Question

The charge on 1-gram ions of $A{l^{ + 3}}$ is: ( ${N_A} = $ Avogadro number, e=charge on one electron)
A. $\dfrac{1}{{27}} \times {N_A} \times e$ coulomb
B. $\dfrac{1}{3} \times {N_A} \times e$ coulomb
C. $\dfrac{1}{9} \times {N_A} \times e$ coulomb
D. $3 \times {N_A} \times e$ coulomb

Answer 1

Hint: Here we find the charge on $A{l^{ + 3}}$ by given charge on ions. Charge on one molecule of electron is found by the Avogadro number and calculate the charge on one mole of $A{l^{ + 3}}$ ion. The gram of atomic weight of an element is called one-gram ion which is equal to the atomic weight in gram is called as gram atom.

Complete step by step answer:
Aluminum is an aluminum cation which contains a charge of +3. It is an aluminum cation, a monatomic traction and a monatomic aluminum.
We find the charge of one gram of ion of $A{l^{ + 3}}$ , as we know that 1 gm of atom is equal to 1 mole of atom.
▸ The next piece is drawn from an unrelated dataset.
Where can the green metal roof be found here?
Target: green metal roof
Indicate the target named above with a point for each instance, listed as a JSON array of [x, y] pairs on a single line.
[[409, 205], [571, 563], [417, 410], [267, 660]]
So, charge on one mole of electrons is equal to charge on one electron and Avogadro number.
1 mole of electron
 $ = {N_A} \times $ charge on electron
 $
   = 6.023 \times {10^{22}} \times 1.6 \times {10^{ - 19}}C \\
   = 9.6368 \times {10^4} \\
 $
Therefore, charge on one mole of
 $A{l^{ + 3}} = 3 \times 96368$
= 289104 C (or $3{N_A}{e^ - }$ )
Since, 27 g of $A{l^{ + 3}}$ ion having charge of 289104 C.
Thus, 1 g of having $A{l^{ + 3}}$ ion having charge \[ = \dfrac{{289104}}{{27}}\] C.
= 10707.5 C. (or $\dfrac{{{N_a}{e^ - }}}{9}$ )

Hence, option (C) is the correct answer.

Note: The 1 g of having $A{l^{ + 3}}$ ion having charge which is defined as the charge of aluminum. Here we remember that 1 mole of electrons is equal to Avogadro number and charge on electron. The charge of an aluminum ion is 13 protons. Aluminum is a soft metal in the boron group on the periodic table of elements.